In the hours and days following our deaths, the body breaks down and goes through many phases, changing color several times to produce a gruesome rainbow, and eventually rotting away to a pile of bones. The position and consistency of our blood also change quite a bit during this process, and the different stages can help morticians work out when you might have died. 

Unless some whip-smart murderer has hidden your body far from view, or you've died in some remote location far from civilization, chances are this process will also be artificially interrupted by some arm of the funeral service. If your corpse will be viewed, your body will be tidied up, and the blood removed to make your grim carcass more palatable to your grieving loved ones. 

The process of breakdown begins pretty much immediately when our hearts stop beating. On average, adults have at least six quarts of blood in their bodies and the flow of that life force throughout our body keeps our organs working. Of course, in death, the regular circulation of blood to our extremities and organs grinds to a halt and the temperature of your now useless meat suit will begin to cool rapidly. 

The first phase of decomposition is known as pallor mortis and it will turn a corpse that deathly pale shade we find so chilling, in just 15 to 20 minutes. Algor mortis, the cooling-off process that accompanies it, will also make the body's normally balmy blood stone cold. The body cools down at a rate of about 1.5 degrees centigrade per hour, under normal conditions (per Florida State University).

Livor Mortis and the morgue

As the blood in your body begins to settle, gravity causes it to pool in certain areas, resulting in a blotchy discoloration of the skin (via Florida State University). This process is called Livor Mortis and it takes about two to four hours to occur. Investigators doing autopsies will often use the lividity of a corpse to work out the time of death by pressing on the surface of the skin to check if it leaves a white mark. This so-called blanching will cease to happen eventually when the blood has completely settled and become "fixed" at the surface, which only takes about six hours or so. After that, natural biological changes conspire to hold the blood where it pooled and settled even if the body's position changes. That part of the process is called fixation of lividity. 

In the morgue, if you are not being cremated, morticians bring this unsightly process to a halt by removing the blood during the embalming procedure, thus ensuring that you do not turn into a pile of goo before the funeral. They do this by draining your body and replacing your blood with a formaldehyde solution. This remarkable fluid will freeze time and halt the process of rot, at least for a little while, keeping you looking fresh for the funeral or wake. During the procedure, the jugular vein is held open with forceps, and the blood is siphoned away.

Food for worms

Once so precious, the now useless leftover blood can present something of a problem for mortuaries, which are typically left with a gallon or two of the stuff after draining a corpse. The blood is unceremoniously washed down the drain, like other waste materials, and it can even clog up wastewater treatment plants if they aren't suitably alerted to the incoming torrent.

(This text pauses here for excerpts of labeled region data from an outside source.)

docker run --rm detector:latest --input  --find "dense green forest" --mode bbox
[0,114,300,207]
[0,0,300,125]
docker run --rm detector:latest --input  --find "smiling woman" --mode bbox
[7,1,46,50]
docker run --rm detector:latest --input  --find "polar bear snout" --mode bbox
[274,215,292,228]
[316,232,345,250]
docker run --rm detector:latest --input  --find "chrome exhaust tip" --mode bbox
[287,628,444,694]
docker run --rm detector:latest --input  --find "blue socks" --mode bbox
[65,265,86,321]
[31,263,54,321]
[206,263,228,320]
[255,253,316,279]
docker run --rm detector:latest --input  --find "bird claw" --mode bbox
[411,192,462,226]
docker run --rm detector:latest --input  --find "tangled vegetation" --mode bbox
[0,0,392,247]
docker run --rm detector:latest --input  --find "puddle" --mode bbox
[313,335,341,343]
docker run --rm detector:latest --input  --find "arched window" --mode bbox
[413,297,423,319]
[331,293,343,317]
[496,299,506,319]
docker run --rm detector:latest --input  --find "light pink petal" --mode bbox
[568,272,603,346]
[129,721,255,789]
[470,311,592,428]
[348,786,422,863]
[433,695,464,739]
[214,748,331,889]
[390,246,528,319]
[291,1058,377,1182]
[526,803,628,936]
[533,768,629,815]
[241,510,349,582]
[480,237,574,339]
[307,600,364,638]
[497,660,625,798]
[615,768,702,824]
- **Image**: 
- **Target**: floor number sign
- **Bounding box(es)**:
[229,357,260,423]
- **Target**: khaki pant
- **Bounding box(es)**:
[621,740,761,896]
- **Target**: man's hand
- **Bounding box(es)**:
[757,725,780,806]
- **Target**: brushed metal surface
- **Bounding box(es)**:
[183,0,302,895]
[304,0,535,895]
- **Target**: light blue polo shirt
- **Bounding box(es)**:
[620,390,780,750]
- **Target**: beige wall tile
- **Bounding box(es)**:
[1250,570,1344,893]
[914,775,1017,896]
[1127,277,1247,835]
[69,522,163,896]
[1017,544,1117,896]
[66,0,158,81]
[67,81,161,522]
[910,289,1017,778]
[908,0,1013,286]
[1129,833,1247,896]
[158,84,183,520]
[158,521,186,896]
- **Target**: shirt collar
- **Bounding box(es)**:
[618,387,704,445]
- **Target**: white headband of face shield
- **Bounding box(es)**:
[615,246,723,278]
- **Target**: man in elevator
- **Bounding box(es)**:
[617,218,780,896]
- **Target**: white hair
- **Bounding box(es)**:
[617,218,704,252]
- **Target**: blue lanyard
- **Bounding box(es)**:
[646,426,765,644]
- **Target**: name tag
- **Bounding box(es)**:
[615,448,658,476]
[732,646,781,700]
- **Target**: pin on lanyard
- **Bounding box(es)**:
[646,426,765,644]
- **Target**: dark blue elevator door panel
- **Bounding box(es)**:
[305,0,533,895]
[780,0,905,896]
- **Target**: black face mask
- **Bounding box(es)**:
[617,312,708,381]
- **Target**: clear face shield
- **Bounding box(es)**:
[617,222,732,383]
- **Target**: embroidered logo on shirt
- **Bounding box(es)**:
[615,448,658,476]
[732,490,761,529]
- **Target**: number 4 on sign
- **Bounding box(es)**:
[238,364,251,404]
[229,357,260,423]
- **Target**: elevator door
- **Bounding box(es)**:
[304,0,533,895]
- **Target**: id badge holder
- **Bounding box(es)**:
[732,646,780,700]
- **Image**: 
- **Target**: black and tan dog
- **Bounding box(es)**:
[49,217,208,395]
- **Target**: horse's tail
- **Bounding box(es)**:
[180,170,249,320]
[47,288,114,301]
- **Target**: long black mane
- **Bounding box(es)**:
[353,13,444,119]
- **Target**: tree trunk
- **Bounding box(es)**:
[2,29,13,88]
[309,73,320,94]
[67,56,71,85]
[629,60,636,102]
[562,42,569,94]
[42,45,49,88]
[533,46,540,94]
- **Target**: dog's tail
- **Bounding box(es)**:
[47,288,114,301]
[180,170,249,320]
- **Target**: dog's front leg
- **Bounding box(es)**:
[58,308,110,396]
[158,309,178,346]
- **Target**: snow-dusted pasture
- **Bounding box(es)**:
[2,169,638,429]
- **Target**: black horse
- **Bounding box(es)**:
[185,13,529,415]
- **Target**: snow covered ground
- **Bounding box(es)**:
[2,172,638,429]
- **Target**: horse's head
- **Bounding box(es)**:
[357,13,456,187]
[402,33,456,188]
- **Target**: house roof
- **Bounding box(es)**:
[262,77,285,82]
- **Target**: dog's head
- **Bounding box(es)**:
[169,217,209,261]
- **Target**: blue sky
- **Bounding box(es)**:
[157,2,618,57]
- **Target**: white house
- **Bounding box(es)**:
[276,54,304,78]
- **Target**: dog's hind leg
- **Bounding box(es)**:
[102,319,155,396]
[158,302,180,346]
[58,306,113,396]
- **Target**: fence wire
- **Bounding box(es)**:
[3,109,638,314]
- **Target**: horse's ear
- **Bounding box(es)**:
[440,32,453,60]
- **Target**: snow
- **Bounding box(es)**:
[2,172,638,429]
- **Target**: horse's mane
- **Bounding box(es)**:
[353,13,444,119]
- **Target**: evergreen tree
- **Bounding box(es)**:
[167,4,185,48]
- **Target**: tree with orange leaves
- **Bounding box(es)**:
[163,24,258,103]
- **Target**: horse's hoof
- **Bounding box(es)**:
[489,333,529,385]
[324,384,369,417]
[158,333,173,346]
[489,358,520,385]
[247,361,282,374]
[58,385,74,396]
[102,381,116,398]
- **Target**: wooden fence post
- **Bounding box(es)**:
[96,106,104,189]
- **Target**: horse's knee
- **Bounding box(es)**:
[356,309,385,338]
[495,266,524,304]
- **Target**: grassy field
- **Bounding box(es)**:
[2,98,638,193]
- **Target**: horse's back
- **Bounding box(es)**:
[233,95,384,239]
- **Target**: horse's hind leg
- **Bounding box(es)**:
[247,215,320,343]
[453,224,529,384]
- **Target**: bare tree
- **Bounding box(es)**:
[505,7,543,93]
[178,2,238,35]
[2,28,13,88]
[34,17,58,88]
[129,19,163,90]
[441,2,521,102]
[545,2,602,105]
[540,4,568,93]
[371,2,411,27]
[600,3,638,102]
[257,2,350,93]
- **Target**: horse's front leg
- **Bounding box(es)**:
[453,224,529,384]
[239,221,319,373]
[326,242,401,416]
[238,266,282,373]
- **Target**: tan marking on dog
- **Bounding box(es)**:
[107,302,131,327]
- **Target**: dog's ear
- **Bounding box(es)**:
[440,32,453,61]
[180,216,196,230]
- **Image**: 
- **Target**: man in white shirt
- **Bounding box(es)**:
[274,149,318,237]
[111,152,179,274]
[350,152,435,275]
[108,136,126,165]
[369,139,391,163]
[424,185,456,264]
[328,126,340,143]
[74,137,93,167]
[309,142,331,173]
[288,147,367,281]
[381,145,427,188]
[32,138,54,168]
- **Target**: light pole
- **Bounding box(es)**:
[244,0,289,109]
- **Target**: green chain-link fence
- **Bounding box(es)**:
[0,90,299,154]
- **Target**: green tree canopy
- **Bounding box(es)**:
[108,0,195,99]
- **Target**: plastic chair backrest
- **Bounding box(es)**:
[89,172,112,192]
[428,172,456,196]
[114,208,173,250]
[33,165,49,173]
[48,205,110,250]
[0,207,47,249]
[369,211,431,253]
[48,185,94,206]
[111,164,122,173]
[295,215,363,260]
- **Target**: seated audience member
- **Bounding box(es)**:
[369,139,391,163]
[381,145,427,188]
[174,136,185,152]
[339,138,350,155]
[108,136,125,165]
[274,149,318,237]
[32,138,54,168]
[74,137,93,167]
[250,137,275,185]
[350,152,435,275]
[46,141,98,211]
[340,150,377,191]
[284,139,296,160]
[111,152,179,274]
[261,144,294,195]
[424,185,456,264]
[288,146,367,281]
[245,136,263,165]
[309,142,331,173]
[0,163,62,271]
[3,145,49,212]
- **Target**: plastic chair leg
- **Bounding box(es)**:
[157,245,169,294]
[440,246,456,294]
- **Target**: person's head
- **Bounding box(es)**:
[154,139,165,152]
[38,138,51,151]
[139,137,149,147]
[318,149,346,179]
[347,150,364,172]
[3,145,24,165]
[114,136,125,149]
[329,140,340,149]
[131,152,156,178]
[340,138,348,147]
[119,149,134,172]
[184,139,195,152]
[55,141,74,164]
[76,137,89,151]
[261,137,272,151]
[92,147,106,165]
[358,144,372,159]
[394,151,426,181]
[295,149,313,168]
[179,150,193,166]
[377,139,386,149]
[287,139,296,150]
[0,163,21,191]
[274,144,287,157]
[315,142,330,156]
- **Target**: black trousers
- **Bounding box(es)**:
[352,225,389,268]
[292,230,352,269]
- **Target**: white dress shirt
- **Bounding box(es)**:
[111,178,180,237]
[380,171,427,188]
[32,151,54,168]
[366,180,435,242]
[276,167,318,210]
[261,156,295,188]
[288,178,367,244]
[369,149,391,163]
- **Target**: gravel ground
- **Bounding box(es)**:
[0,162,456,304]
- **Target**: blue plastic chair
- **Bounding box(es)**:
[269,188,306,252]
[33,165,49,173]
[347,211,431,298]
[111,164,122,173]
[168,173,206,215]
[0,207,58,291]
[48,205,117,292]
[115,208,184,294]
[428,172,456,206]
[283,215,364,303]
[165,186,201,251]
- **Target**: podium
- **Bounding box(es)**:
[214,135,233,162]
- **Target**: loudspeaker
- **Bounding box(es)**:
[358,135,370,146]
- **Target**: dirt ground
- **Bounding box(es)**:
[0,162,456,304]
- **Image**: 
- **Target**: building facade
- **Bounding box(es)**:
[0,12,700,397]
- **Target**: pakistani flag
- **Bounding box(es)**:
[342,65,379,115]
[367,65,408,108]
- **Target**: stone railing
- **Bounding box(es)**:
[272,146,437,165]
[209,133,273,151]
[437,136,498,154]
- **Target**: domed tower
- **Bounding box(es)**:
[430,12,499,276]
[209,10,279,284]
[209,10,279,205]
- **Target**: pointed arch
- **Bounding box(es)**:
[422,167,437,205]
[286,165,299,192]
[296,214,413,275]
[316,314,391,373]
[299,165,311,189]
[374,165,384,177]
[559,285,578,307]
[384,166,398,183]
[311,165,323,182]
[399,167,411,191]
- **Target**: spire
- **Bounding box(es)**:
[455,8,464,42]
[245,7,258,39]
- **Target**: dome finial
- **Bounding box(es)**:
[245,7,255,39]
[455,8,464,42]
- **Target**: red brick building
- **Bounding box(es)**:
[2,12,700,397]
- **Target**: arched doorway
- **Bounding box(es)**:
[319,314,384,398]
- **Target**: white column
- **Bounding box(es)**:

Assuming there is no human interference, though, after the first 48 hours, the body enters the late phases of decomposition. A corpse will eventually turn a frightening shade of zombie-like blackish green as the hemoglobin in the blood combines with gases and turns into sulfhaemoglobin — which is a "green pigment" created during that chemical reaction and is "found in putrefied organs and cadavers," according to the Merriam-Webster definition. The veins that once constantly ferried blood around the living body in particular will also begin to turn black, creating a marble-like appearance as the body falls apart.

How quickly the green tint occurs is dependent on temperature — in more temperate climates it takes just two to three days (via the National Library of Medicine). From here, the body begins to rot and microorganisms and insects will start to break the body down.

The process of decomposition is normally pretty uniform but there are some exceptional circumstances that can change how the blood appears as the body decays. For example, if the body has suffered massive blood loss the corpse will be uncharacteristically pale. On the other hand, nitrate poisoning can make a body turn brown during livor mortis, and carbon monoxide poisoning will make it appear bright red.